In realtà ormai sappiamo che questo evento potrebbe essere molto comune del Sistema Solare esterno. Normalmente gli oceani dovrebbero ormai essersi ghiacciati, ma nei corpi più grandi o in quelli tenuti al caldo da effetti mareali, la presenza di acqua tiepida sottostante potrebbe essere la norma. Basta pensare a Europa, a Encelado, allo stesso Titano e chissà a quanti altri (Plutone, Tritone, Ganimede,…?).

La tettonica di Caronte è veramente impressionante: le spaccature possono raggiungere una profondità superiore ai 7 km. Ma è la loro lunghezza che stupisce, quasi che circondasse l’intero corpo celeste, simile a un uovo che è stato spaccato a metà… Esse si prolungano per circa 1800 km.

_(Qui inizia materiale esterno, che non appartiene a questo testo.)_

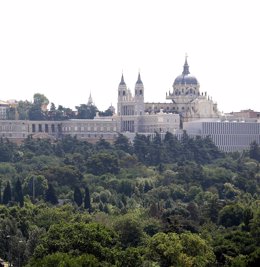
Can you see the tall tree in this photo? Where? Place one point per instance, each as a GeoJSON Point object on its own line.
{"type": "Point", "coordinates": [50, 195]}
{"type": "Point", "coordinates": [87, 201]}
{"type": "Point", "coordinates": [86, 111]}
{"type": "Point", "coordinates": [0, 192]}
{"type": "Point", "coordinates": [7, 194]}
{"type": "Point", "coordinates": [18, 193]}
{"type": "Point", "coordinates": [78, 196]}
{"type": "Point", "coordinates": [254, 151]}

Altro che il nostro Gran Canyon che è lungo solo 450 km e profondo 1.5 km. A parte l’origine che è completamente diversa…

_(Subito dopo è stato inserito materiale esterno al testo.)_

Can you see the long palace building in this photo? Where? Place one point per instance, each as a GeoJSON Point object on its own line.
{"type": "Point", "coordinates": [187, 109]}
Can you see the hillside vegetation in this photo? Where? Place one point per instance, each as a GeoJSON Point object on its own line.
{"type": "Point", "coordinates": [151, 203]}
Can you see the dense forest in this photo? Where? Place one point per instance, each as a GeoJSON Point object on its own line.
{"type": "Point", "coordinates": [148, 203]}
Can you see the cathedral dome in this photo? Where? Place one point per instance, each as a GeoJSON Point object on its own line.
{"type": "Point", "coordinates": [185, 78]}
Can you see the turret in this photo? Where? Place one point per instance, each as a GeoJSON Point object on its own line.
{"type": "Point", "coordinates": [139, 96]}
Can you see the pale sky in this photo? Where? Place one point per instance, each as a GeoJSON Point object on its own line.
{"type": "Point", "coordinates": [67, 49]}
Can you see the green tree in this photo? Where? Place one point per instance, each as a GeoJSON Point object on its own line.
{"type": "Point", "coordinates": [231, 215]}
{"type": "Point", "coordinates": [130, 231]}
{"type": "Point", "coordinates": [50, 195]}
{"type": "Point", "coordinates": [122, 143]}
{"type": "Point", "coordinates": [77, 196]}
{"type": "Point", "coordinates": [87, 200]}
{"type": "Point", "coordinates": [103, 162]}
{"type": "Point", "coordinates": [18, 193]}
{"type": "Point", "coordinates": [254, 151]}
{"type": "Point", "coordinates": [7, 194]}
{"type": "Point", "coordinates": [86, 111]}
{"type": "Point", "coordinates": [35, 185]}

Peccato che abbiamo potuto vedere con buona risoluzione solo una parte di Caronte… magari, dall’altra, avremmo visto uscire il braccio di Hulk…

Fonte: NASA/Johns Hopkins University Applied Physics Laboratory/Southwest Research Institute
Fonte: NASA/Johns Hopkins University Applied Physics Laboratory/Southwest Research Institute (in figura sembra che le differenze siano di 7 miglia, mentre nel testo ufficiale parlano di chilometri... boh? Comunque una bella elevazione...)
Per conoscere meglio Caronte o Plutone o entrambi, troverete molti articoli scrivendo i lori nomi nel motore di ricerca del blog
Se siete anche interessati ad approfondire le cause degli effetti mareali
http://www.infinitoteatrodelcosmo.it/2014/12/06/ma-cose-la-marea/
NEWS! Gli oceani sotterranei potrebbero essere molto comuni, vedi QUI

4 commenti

  1. Mario Fiori

    Chissà il nuovo nono pianeta, se venisse confermato, come potrà essere. Dipenderà anche dalle dimensioni e da effetti mareali in gioco, immagino. Comunque il Extreme Our Solar Sistem  ( o mamma come sono anglicizzato) ha veramente un suo inimmaginabile fascino.

  2. caro Mario,

    e se fosse Papalla?????? :mrgreen:

  3. Luigi Morley

    prof lei ha parlato di corpi "tenuti al caldo da effetti mareali" e tra questi ha citato, tra gli altri, Plutone.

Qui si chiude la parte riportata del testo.